Part of the revisions are aimed at clarifying the responsibilities of landlords and tenants, including changes to help tenants report issues to landlords, work with landlords to control pests, prevent fire hazards and safely store potentially hazardous materials.

Several sections of the code have been updated to reflect the standards set out in International Property Maintenance CodeEstablishes minimum requirements for ventilation, occupancies, plumbing, fire safety, and mechanical and electrical equipment. These include adjustment requirements regarding ventilation and open windows.

The department is proposing improvements to property safety requirements, including enforcing curbs on all entry doors, requiring property owners to provide adequate trash storage containers for tenants, and installing carbon monoxide detectors for all residences, fuel-burning appliances, ongoing renovations, fireplaces, or renovations.

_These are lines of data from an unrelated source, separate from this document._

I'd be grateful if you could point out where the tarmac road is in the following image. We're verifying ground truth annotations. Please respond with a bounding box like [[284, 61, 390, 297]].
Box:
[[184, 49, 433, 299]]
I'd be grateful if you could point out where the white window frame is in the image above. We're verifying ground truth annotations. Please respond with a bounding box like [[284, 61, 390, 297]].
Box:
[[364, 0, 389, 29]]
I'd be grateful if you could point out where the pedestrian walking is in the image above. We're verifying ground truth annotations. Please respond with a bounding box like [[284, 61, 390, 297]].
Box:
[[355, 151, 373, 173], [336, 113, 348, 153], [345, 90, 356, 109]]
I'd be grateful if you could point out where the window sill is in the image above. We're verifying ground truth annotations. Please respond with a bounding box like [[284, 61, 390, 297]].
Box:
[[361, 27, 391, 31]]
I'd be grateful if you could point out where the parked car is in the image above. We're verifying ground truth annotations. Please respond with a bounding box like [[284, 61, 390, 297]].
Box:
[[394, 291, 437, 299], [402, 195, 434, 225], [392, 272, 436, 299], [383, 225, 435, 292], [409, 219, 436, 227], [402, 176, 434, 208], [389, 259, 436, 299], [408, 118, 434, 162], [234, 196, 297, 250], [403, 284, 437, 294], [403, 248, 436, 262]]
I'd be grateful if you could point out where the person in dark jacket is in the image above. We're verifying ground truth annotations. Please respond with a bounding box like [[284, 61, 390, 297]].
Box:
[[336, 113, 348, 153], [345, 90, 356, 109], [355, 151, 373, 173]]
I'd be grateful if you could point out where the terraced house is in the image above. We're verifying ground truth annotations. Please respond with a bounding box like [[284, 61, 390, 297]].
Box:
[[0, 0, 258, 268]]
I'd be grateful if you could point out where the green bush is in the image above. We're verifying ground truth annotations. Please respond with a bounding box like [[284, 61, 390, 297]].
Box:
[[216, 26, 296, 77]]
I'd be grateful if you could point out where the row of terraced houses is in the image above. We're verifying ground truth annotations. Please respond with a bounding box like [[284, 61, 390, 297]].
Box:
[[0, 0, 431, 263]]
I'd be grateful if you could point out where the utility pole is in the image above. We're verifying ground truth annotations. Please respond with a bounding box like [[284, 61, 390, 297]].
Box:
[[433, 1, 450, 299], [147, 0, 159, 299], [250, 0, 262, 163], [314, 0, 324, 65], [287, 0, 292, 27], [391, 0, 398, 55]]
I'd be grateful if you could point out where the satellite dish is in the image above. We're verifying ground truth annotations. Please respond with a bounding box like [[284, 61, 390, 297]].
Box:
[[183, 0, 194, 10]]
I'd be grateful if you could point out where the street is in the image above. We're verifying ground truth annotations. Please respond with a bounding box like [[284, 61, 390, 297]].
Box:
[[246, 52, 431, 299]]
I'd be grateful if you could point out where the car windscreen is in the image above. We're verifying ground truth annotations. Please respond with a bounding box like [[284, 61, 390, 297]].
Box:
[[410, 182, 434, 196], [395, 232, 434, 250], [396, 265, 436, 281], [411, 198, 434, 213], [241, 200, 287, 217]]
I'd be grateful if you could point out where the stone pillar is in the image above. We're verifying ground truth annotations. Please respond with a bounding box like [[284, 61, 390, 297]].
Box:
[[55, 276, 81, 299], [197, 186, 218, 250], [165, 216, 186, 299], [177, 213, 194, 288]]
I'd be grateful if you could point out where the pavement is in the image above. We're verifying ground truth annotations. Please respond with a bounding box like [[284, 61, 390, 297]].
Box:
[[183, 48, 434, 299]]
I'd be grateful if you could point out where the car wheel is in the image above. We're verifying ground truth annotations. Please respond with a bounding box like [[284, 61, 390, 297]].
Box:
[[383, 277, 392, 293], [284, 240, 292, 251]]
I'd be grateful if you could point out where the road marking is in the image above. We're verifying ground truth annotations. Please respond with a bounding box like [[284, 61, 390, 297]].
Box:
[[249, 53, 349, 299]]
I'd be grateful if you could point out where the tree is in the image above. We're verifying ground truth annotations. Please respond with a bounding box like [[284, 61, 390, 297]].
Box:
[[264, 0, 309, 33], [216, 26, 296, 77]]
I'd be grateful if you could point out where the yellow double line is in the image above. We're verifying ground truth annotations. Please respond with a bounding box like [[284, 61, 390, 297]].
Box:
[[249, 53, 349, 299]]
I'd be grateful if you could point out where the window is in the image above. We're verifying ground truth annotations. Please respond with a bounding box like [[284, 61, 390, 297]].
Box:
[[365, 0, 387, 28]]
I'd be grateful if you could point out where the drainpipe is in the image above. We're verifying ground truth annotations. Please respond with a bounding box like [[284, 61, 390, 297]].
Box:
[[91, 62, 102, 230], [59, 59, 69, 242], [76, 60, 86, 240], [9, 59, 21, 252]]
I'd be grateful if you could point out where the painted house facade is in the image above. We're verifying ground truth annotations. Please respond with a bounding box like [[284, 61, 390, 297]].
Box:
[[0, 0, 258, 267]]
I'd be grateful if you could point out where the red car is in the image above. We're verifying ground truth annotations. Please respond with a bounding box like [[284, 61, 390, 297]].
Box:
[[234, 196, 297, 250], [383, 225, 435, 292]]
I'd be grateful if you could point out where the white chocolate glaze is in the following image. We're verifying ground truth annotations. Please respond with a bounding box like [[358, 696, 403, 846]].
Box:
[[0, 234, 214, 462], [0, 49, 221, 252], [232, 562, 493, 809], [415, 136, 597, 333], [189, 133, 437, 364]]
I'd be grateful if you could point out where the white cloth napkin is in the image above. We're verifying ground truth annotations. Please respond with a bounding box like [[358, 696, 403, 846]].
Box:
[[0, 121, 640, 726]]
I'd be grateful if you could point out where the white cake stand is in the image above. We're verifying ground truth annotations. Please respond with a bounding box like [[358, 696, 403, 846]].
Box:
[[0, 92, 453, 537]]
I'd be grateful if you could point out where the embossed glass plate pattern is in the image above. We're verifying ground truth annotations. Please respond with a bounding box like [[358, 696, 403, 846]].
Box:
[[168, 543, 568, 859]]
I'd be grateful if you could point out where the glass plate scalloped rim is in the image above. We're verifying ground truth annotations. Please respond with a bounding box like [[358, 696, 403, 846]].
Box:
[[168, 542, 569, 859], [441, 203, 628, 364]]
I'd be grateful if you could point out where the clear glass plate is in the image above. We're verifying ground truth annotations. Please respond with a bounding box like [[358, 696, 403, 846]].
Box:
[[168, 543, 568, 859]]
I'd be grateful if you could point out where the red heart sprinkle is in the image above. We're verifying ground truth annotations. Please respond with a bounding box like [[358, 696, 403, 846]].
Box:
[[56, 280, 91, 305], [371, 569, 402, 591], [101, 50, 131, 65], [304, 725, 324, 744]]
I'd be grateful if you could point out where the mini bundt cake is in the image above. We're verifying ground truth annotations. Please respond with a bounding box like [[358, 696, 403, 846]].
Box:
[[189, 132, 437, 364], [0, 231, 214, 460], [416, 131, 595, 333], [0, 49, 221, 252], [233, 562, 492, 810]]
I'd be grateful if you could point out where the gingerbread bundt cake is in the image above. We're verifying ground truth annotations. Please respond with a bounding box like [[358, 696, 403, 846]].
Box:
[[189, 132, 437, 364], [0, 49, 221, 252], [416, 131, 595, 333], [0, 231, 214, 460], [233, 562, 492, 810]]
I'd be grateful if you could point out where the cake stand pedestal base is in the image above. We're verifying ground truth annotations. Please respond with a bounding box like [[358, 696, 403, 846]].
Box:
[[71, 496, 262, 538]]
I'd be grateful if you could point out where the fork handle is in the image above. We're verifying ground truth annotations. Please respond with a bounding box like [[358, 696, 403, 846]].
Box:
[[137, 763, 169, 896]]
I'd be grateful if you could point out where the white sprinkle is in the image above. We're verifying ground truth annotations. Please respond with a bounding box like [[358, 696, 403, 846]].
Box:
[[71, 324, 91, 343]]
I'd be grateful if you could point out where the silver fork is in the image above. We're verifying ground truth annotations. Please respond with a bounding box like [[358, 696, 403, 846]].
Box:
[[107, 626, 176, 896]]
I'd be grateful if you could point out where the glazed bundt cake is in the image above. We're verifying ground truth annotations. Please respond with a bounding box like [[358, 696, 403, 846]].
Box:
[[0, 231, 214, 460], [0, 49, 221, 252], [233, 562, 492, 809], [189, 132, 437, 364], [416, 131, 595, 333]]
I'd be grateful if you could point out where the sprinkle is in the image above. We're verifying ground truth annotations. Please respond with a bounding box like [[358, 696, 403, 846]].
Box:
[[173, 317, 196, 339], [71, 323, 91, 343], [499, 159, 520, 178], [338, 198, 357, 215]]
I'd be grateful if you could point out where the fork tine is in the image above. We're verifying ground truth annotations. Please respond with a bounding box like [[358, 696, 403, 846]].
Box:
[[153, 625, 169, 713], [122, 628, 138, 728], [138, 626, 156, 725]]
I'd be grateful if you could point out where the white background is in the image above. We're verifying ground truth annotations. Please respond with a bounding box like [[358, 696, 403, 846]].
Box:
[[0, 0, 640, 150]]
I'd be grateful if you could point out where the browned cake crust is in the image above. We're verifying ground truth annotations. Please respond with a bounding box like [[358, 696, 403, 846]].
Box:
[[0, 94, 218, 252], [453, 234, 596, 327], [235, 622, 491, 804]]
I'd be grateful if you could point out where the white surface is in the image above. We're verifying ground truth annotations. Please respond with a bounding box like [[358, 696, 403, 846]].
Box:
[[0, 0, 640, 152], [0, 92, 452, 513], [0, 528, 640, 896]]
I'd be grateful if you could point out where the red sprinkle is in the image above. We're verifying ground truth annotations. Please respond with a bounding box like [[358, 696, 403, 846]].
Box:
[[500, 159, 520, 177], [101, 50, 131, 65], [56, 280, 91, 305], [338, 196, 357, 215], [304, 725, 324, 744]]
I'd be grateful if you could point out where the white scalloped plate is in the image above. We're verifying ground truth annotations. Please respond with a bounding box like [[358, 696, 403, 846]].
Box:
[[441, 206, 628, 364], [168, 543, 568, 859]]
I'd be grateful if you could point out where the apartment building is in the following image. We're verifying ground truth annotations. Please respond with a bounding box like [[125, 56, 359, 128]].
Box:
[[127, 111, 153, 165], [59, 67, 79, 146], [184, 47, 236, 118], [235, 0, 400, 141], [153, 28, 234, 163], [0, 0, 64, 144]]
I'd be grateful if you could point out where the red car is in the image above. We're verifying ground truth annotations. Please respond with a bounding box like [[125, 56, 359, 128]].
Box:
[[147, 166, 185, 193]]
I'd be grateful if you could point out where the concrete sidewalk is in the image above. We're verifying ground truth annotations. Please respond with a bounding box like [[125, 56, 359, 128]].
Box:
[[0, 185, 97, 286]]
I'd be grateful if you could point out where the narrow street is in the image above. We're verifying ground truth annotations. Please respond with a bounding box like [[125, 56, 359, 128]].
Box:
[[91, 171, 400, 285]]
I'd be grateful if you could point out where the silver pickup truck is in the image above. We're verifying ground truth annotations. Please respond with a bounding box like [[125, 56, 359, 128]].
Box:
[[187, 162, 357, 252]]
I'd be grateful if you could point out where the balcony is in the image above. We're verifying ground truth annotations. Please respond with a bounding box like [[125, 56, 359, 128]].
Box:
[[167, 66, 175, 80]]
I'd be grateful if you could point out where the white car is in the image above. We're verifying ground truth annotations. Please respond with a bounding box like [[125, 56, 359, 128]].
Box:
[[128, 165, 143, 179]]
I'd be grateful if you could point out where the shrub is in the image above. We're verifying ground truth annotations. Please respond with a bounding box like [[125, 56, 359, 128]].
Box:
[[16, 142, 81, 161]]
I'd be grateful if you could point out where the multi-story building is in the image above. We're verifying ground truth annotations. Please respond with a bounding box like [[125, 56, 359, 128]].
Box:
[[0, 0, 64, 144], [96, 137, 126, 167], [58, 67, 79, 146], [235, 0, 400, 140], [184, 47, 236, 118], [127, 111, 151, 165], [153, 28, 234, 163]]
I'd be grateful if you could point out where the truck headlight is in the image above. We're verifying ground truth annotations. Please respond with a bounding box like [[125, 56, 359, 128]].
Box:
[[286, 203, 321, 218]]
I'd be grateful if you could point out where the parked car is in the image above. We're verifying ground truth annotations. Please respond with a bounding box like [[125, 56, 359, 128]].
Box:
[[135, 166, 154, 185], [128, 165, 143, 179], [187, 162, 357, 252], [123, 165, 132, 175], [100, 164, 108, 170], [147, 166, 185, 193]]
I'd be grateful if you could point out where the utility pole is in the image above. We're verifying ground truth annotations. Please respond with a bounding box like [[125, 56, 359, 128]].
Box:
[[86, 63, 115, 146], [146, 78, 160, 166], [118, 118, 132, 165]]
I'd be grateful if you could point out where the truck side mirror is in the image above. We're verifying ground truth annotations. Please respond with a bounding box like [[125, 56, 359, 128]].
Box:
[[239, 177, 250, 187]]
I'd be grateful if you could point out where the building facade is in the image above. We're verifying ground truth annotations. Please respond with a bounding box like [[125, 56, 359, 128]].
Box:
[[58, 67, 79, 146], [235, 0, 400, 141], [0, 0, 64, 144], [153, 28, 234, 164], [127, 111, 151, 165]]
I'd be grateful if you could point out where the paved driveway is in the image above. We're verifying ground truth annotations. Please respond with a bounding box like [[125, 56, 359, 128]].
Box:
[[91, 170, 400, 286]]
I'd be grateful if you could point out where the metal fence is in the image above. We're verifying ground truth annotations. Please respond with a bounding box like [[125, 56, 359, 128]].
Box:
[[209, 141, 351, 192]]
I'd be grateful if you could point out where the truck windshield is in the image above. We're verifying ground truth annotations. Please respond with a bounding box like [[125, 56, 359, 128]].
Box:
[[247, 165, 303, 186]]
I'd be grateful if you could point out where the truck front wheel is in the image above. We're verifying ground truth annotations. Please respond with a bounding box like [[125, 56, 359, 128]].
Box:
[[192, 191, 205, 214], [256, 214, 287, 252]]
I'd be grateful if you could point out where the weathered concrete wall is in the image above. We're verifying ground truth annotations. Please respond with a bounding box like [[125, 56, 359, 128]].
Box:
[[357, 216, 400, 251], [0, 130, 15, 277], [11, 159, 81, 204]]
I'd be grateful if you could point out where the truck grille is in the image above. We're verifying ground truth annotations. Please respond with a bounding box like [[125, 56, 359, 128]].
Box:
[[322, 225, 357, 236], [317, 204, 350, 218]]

Attached garages.

Part of the revision process includes updating more than 20 definitions to improve the clarity of Article VI, which they believe will improve compliance.

“Article VI, as it reads now, is a little tighter,” Tim Murphy, the department’s housing and community environment program manager, said at the board meeting. But we feel it’s important that the average resident be able to understand it.

Amelia Winger is a public resource health reporter focusing on mental health. She can be reached at or on Twitter. @ameliawinger.

This reporting was made possible through the Staunton Farm Mental Health Reporting Fellowship and the Jewish Health Care Foundation.